BOLLEN: There’s a great observation you make about seeing some young kid, new to the city, logging into Grindr and listing their favorite Harry Potter character. Then a month later, there’s the same guy, but he’s picked up the jargon and saying he’s a “vers top looking for bottom, no fatties.” It’s sad how quickly one becomes this anonymous carnivore. Do you hold out hope for youth to figure a way back to humanity? 

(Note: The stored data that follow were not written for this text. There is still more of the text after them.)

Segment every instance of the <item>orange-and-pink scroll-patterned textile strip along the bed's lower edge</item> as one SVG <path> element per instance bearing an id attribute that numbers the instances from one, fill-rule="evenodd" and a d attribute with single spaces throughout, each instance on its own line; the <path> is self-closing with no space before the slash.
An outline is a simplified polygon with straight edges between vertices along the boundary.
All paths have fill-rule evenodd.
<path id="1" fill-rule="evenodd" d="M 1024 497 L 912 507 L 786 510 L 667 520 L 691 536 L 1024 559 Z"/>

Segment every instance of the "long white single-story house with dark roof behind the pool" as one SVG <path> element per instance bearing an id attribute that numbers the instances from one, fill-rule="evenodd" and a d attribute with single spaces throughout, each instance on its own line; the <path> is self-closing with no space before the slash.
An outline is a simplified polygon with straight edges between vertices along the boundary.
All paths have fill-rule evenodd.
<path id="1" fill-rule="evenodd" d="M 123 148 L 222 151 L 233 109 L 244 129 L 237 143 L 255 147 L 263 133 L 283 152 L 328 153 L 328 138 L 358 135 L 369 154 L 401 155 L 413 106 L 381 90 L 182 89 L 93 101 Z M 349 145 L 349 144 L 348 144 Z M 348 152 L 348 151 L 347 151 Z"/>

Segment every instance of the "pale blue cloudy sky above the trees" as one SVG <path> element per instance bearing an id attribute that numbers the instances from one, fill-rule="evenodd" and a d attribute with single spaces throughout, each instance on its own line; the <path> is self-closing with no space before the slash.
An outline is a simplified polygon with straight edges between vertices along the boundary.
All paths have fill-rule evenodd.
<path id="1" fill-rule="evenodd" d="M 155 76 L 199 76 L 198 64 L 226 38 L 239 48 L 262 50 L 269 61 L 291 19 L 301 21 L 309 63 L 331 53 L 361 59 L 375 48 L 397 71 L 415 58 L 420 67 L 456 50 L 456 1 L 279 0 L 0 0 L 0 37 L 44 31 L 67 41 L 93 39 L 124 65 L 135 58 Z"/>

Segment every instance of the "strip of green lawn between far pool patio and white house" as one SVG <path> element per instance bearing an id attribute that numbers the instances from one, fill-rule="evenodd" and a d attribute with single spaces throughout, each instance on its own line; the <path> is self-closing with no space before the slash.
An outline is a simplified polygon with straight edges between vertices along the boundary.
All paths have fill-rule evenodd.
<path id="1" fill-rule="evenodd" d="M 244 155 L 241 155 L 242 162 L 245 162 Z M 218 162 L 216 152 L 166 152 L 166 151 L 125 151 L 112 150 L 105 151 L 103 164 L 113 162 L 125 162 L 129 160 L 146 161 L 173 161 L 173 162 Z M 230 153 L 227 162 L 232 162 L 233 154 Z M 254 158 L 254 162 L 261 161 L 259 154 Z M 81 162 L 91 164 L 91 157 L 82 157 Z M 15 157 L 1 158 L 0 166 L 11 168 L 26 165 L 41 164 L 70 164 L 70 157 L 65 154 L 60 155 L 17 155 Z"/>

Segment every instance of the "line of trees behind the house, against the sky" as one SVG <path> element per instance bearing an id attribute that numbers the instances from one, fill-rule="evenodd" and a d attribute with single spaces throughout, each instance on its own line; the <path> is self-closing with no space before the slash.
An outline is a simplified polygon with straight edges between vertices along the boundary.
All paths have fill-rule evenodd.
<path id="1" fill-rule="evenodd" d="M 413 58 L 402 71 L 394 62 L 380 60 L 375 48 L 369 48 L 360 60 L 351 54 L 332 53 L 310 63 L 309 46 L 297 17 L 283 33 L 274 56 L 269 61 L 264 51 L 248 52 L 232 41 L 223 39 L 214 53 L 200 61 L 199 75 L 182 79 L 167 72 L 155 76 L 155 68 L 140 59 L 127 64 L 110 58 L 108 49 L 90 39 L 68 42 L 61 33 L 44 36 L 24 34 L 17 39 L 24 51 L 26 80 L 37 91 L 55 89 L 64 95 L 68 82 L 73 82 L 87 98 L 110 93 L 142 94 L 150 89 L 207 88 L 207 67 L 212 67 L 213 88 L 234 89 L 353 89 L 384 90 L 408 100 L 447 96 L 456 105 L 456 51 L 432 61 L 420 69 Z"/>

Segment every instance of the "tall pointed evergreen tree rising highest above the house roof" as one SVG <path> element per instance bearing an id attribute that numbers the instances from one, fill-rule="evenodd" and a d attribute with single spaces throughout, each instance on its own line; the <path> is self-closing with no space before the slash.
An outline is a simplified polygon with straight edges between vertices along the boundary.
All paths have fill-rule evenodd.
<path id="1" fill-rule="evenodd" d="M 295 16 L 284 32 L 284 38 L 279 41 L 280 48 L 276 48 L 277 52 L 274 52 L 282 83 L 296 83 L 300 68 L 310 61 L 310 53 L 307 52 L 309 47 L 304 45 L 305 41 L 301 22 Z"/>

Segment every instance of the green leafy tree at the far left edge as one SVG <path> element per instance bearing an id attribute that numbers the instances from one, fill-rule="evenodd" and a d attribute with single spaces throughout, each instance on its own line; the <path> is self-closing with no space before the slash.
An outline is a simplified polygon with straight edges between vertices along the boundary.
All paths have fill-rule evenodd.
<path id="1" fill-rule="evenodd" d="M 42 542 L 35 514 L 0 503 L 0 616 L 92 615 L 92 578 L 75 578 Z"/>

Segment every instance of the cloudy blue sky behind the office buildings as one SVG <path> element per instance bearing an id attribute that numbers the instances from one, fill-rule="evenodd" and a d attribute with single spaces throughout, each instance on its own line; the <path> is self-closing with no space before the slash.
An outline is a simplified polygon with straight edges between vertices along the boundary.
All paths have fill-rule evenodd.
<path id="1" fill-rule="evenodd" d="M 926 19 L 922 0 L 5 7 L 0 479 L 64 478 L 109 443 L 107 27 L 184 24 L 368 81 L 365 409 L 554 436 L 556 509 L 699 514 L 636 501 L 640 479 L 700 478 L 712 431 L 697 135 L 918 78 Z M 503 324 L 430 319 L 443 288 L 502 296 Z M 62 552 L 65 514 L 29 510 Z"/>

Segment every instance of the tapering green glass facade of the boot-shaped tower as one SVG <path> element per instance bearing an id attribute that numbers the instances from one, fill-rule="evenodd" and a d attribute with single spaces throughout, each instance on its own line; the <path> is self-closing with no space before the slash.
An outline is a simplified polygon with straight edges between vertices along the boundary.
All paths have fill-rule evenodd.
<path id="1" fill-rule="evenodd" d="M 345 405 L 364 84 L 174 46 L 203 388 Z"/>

ALBO: I always want to be the person who’s like “The youth know better than us,” but also I think we’re experiencing the poop end of youth culture. The teenager was invented in the fifties, and then now everyone thinks that young people are so much wiser, and we need to listen to them. I don’t know if that’s true. Everyone of every age is annoying. I think it’s hard for young people now because we’re all too busy looking at our phones, so you can’t really look up and see someone to start talking to. And everyone is already labeled. It seems like there are a lot more labels now than there used to be.  

BOLLEN: Everyone labels themselves and puts their label in their profile. 

ALBO: Totally. And then there are these even stupider things. Do you know what Locktober is?

BOLLEN: No.

ALBO: It’s so dumb. Locktober is basically Sexual Dryuary, which is also dumb. It’s like a chastity thing where you literally lock up your penis and don’t have sex or even an orgasm for all of October. 

BOLLEN: Wow, not a single orgasm? I’ve never heard of that. 

ALBO: It became a buzzword last October. Next October I’m sure there’ll be like a Comic Con level event for it.